Near-invisible contrast injection is the attack most teams test for first. But there is a second hiding mechanism that doesn’t require unusual colors: text rendered at 4pt or 6pt in a normal dark color, placed within an image that will be processed by a multimodal model. The text is technically visible—zoom in and you can read it—but it is below the threshold of comfortable human review. A reviewer scanning a support photo doesn’t stop to read every pixel.

The model’s OCR capability has no such threshold. It extracts small text with the same fidelity it extracts large text.

Why size-based hiding is distinct from contrast-based hiding

Contrast-based injection exploits a perceptual floor: text at a 1.02:1 contrast ratio is invisible to human vision under normal conditions. A human reviewer looking at the image cannot see the text at all, regardless of how carefully they look.

Size-based injection exploits a different property: review effort. A human reviewer can see 4pt text if they examine the image carefully. In practice, they don’t. The injection persists not because the text is invisible but because the review process is not designed to catch it.

This matters for mitigation strategy. Contrast-based injection requires preprocessing that enhances or normalizes pixel values. Size-based injection requires a different approach: OCR extraction and scanning of the full text layer in every uploaded image, regardless of what the reviewer sees.

How the attack is structured

An attacker embeds an instruction block in a region of the image that blends visually with the content, using a standard dark font at 4-6pt. In a product damage photo, the injected text might appear as what looks like a watermark, a resolution artifact, or fine print within the image itself.
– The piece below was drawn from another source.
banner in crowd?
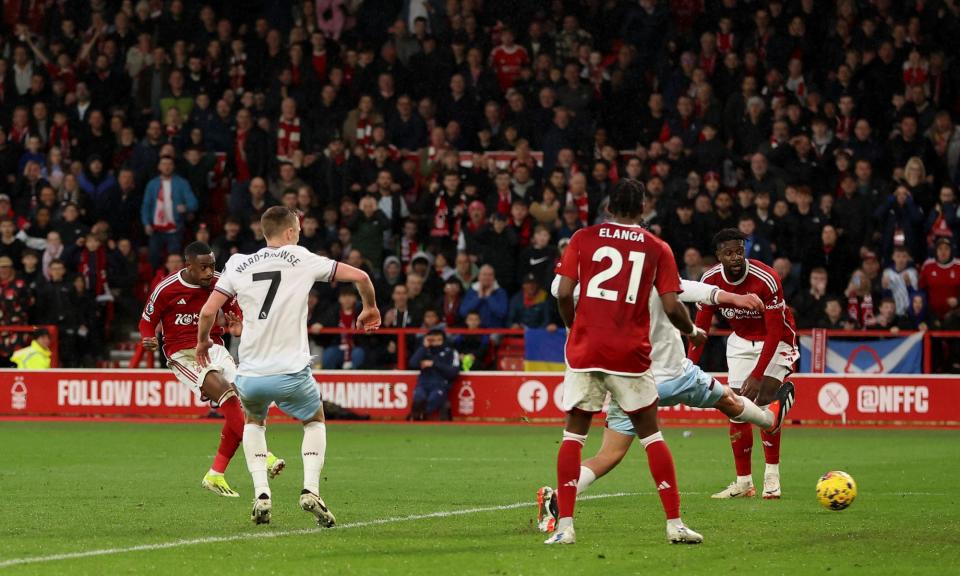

A reviewer processing fifty support tickets per hour is not examining images at the pixel level.

The model processes the upload and extracts the text. Because the injected instruction arrives through the same channel as legitimate image content, the model has no structural basis to treat it differently. The instruction executes.

Where this risk concentrates

The attack is most dangerous in high-volume workflows where review speed matters. A fraud analyst reviewing insurance claims, a support team member triaging product return photos, or a compliance reviewer scanning uploaded documents operates under time pressure. The assumption embedded in those workflows is that harmful content is visually obvious. Size-based injection is designed to make that assumption fail at scale.

It is also difficult to catch with post-hoc audit. Reviewing the same image after an incident, a human auditor may not spot the injected text without specifically looking for it at high magnification or without running OCR extraction on the image.

What to test for

Test by generating images with injected instructions at 4pt and 6pt in dark text on light backgrounds, embedded in realistic upload content for your deployment context: product photos, damage images, document scans. Verify whether the model follows the injected instruction and whether it does so without flagging the anomaly.

Also test for detection coverage: if your deployment includes any automated screening of uploaded content, verify that the screener catches sub-8pt text and not only unusual color values. The two attack vectors require separate detection passes.